Visite de l'installation

3 questions à Claude Como

L’artiste a réalisé l’installation Jeu-Minots à l’intention des enfants de 0 à 2 ans. Ces derniers peuvent en faire l’expérience au dispositif 1, 2, 3 couleurs, présent au Palais des Beaux Arts de Lille.

Photo de l'installation Jeu-Minots de Claude Como pendant le dispositif 1, 2, 3 couleurs du Palais des Beaux arts de Lille.
Jeu-Minots par Claude Como

Comment décririez-vous votre œuvre et vos intentions ?

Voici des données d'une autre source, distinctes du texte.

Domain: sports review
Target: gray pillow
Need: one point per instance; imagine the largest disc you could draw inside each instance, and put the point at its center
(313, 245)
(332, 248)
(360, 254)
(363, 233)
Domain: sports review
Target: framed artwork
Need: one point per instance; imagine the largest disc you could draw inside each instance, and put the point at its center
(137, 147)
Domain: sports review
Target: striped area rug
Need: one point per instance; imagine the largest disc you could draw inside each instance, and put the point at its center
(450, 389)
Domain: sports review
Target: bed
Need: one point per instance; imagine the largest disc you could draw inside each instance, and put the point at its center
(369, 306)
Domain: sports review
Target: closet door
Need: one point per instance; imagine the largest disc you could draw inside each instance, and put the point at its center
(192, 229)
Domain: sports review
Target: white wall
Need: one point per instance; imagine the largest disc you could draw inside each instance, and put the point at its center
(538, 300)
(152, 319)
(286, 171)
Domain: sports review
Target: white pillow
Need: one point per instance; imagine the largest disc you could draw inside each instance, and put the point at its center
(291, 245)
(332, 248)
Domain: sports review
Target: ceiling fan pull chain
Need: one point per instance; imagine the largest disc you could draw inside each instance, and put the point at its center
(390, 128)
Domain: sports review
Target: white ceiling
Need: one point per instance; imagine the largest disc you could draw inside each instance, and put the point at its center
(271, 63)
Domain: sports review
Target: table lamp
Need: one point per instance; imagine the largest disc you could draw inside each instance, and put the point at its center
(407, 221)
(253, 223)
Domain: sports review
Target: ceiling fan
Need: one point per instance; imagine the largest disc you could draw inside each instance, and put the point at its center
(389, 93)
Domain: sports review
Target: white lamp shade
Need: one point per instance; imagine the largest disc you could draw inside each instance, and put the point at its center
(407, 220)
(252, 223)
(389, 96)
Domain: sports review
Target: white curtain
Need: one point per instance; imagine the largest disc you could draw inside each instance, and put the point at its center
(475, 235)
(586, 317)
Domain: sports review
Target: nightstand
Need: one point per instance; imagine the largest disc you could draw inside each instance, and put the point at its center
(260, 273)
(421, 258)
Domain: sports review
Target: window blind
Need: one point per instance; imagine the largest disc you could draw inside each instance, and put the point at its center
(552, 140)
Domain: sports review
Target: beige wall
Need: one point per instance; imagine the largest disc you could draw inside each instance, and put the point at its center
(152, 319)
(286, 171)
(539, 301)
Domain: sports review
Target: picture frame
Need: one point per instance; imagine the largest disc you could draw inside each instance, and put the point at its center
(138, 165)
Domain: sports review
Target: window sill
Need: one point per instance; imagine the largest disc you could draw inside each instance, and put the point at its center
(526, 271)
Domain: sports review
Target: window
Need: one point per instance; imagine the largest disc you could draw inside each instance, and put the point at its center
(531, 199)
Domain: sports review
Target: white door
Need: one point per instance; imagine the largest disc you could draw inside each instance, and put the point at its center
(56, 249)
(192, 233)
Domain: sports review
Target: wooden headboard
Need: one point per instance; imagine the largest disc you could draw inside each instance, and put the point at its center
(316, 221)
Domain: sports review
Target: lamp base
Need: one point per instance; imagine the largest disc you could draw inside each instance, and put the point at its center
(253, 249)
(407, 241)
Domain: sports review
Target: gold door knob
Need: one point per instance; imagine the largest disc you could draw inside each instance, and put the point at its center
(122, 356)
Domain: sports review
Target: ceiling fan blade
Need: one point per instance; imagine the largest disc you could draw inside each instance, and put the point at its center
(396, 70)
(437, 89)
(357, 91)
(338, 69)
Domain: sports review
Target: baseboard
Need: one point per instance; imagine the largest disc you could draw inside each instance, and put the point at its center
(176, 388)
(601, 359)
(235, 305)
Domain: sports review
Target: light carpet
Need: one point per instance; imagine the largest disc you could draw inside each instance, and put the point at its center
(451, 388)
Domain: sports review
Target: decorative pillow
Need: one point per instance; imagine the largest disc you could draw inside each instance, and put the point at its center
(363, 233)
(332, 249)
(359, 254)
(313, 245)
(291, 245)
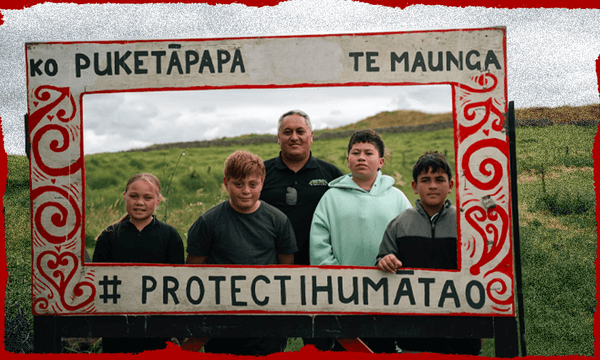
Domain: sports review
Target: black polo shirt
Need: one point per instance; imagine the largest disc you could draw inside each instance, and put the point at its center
(157, 243)
(309, 183)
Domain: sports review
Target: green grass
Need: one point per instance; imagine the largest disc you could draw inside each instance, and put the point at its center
(556, 216)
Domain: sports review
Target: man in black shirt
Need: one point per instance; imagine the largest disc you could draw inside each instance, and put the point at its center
(296, 180)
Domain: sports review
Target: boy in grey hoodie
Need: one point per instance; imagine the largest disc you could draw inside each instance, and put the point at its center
(425, 237)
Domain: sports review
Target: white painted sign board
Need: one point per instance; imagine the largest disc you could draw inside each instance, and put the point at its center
(471, 61)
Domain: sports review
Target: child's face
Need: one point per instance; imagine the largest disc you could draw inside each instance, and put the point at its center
(141, 199)
(244, 193)
(433, 188)
(364, 161)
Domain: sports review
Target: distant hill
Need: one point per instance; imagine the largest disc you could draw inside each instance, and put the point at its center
(410, 118)
(560, 115)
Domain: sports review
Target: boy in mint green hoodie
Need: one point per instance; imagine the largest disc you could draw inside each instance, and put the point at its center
(350, 219)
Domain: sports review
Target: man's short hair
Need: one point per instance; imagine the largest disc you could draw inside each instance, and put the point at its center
(367, 136)
(433, 160)
(242, 164)
(294, 112)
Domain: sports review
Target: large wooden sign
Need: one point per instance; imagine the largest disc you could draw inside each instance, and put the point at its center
(472, 62)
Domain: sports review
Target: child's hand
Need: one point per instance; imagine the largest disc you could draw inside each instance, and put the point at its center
(389, 263)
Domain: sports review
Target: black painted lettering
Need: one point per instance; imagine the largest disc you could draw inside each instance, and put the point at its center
(82, 62)
(217, 280)
(120, 63)
(34, 67)
(419, 62)
(158, 57)
(395, 59)
(440, 63)
(356, 55)
(174, 62)
(354, 296)
(265, 301)
(282, 279)
(371, 60)
(235, 290)
(367, 282)
(326, 288)
(405, 288)
(191, 58)
(145, 288)
(426, 282)
(451, 59)
(237, 61)
(188, 290)
(470, 65)
(138, 62)
(468, 290)
(223, 57)
(449, 291)
(108, 69)
(170, 290)
(491, 58)
(51, 67)
(206, 61)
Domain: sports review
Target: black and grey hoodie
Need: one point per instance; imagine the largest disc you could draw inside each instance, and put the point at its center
(419, 241)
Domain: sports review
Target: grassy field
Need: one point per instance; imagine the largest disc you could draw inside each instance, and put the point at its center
(556, 215)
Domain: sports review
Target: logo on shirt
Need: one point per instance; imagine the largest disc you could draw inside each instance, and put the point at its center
(318, 182)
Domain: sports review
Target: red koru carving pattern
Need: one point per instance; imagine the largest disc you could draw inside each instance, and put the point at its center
(59, 218)
(484, 163)
(57, 288)
(469, 108)
(62, 268)
(45, 93)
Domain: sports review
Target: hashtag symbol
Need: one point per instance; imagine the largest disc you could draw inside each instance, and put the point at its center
(106, 283)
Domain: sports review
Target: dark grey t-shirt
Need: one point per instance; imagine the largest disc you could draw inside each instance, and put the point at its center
(226, 236)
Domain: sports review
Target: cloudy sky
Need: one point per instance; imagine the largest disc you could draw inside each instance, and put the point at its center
(551, 62)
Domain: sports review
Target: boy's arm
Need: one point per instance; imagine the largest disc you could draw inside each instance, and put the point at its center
(198, 243)
(321, 251)
(175, 249)
(387, 259)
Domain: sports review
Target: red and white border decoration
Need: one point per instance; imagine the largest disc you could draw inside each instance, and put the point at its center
(471, 61)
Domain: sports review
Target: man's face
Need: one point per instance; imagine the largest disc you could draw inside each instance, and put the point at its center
(294, 137)
(364, 160)
(141, 199)
(244, 193)
(432, 188)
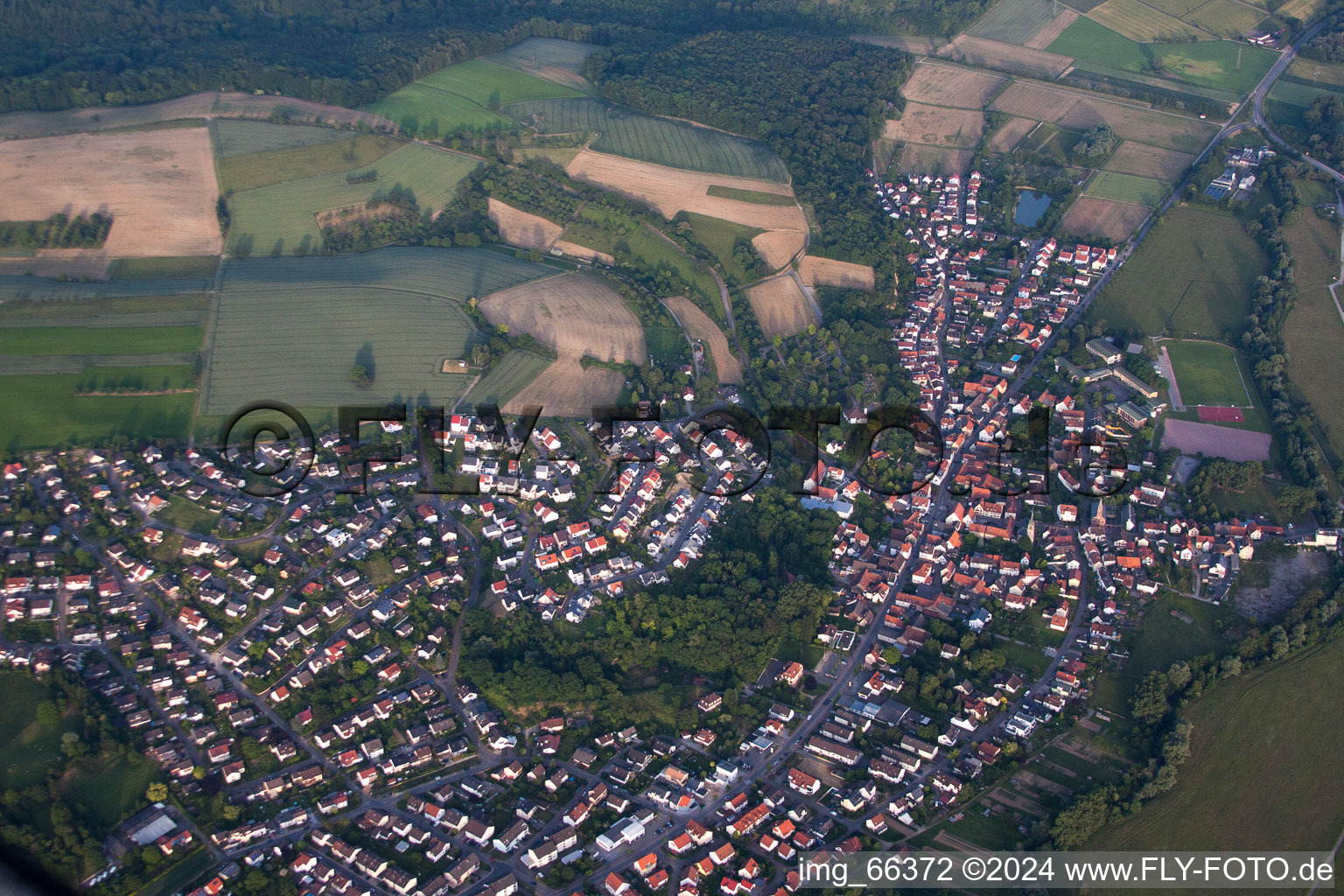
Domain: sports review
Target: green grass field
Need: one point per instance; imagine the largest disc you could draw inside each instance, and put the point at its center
(507, 378)
(1313, 332)
(296, 163)
(1208, 373)
(1015, 20)
(100, 340)
(719, 236)
(1126, 188)
(292, 328)
(1191, 276)
(464, 97)
(624, 132)
(281, 220)
(1211, 63)
(241, 137)
(1264, 766)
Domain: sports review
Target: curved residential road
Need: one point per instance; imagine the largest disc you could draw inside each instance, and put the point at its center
(1263, 88)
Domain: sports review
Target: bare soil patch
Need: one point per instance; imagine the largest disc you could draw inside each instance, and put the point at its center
(944, 85)
(779, 248)
(1051, 30)
(704, 329)
(780, 306)
(159, 187)
(1150, 161)
(1005, 57)
(1092, 216)
(1011, 133)
(523, 228)
(920, 122)
(672, 190)
(576, 315)
(1215, 441)
(828, 271)
(567, 388)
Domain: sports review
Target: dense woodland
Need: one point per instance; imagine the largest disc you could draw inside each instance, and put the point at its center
(57, 55)
(762, 579)
(819, 102)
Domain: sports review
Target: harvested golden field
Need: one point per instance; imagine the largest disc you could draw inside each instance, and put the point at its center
(1150, 161)
(925, 124)
(828, 271)
(947, 85)
(1080, 112)
(777, 248)
(699, 326)
(567, 388)
(582, 253)
(523, 228)
(1005, 57)
(920, 158)
(780, 306)
(158, 186)
(1092, 216)
(1051, 30)
(672, 190)
(1011, 133)
(576, 315)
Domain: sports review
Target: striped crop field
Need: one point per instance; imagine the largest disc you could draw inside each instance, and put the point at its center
(292, 328)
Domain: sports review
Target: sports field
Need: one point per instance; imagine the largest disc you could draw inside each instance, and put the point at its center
(1314, 329)
(281, 220)
(292, 328)
(1213, 63)
(1126, 188)
(1208, 374)
(464, 97)
(1193, 276)
(1228, 797)
(624, 132)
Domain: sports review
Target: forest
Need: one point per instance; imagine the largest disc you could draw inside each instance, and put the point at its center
(762, 579)
(62, 54)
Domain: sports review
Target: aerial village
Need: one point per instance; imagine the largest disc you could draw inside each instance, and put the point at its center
(285, 660)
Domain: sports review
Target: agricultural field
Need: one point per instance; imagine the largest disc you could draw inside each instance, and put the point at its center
(283, 218)
(1150, 161)
(253, 171)
(1126, 188)
(828, 271)
(1314, 328)
(1140, 22)
(1005, 57)
(1208, 374)
(697, 324)
(507, 378)
(549, 58)
(576, 315)
(1211, 63)
(1193, 276)
(523, 228)
(241, 137)
(780, 306)
(158, 186)
(944, 85)
(937, 125)
(466, 95)
(292, 328)
(1226, 795)
(570, 388)
(663, 141)
(1015, 20)
(1081, 110)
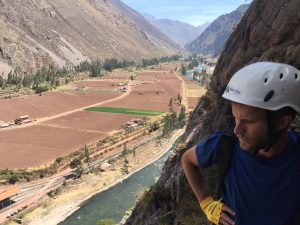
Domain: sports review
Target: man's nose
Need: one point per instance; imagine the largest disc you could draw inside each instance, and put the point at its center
(238, 129)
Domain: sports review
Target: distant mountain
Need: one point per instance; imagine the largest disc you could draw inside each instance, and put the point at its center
(181, 33)
(34, 33)
(212, 40)
(154, 34)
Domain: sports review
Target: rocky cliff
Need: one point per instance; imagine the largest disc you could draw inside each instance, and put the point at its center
(268, 31)
(38, 32)
(212, 40)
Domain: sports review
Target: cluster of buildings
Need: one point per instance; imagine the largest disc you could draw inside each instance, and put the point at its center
(17, 121)
(123, 87)
(132, 123)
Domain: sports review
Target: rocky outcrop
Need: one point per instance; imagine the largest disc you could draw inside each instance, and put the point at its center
(268, 31)
(212, 40)
(38, 32)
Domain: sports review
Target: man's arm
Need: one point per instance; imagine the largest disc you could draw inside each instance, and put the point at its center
(193, 174)
(215, 211)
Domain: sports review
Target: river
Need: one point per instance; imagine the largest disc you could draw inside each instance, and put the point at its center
(114, 202)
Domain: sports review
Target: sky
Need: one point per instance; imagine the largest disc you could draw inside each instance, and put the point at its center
(194, 12)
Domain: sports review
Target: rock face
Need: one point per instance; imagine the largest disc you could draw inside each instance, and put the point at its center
(181, 33)
(269, 31)
(38, 32)
(212, 40)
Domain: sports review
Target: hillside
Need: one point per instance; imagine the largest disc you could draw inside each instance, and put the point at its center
(181, 33)
(35, 33)
(212, 40)
(267, 31)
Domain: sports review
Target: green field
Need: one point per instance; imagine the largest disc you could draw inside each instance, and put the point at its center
(87, 90)
(125, 111)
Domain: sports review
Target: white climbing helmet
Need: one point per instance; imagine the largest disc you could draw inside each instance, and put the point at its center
(265, 85)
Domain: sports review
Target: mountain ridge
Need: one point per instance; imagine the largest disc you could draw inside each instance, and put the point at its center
(37, 33)
(212, 40)
(180, 32)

C’est un jeu interactif, les enfants peuvent manipuler les œuvres. C’est vraiment un univers dans lequel les enfants se plongent, il y a une espèce d’immersion de l’enfant dans le jeu. C’est plutôt un monde végétal, un peu animal aussi : c’est le monde de la nature, le monde du vivant.

En quoi cette installation est-elle pédagogique et accessible aux tout-petits ?

L’idée c’est d’initier au contact, à la couleur et à l’assemblage. Il faut que ce soit manipulable et surtout agréable, qu’il y ait un contact physique. Mille formes m’a fait une commande en tant qu’artiste comme ils connaissaient mon travail sur le tufting. Vous pouvez faire une petite observation psychanalytique : c’est quelque chose de doux et le doudou est un objet transitionnel à l’absence de la mère.

Selon vous, pourquoi faut-il initier les enfants à l’art dès leur plus jeune âge ?

Le terme « d’art » est un terme d’adulte. C’est ce que le musée peut raconter dans sa démarche muséale, moi, en tant qu’artiste, c’est juste ma manière de m’exprimer. J’invite à ce voyage-là, mais je peux pas prétendre que « j’initie à l’art » : c’est pas à moi de me poser ces questions-là, c’est les lieux. Et puis j’ai créé ce jeu parce que ça m’a beaucoup amusé déjà moi, c’est-à-dire que je suis une grande petite fille. Je suis déjà moi-même un enfant vis-à-vis de l’art.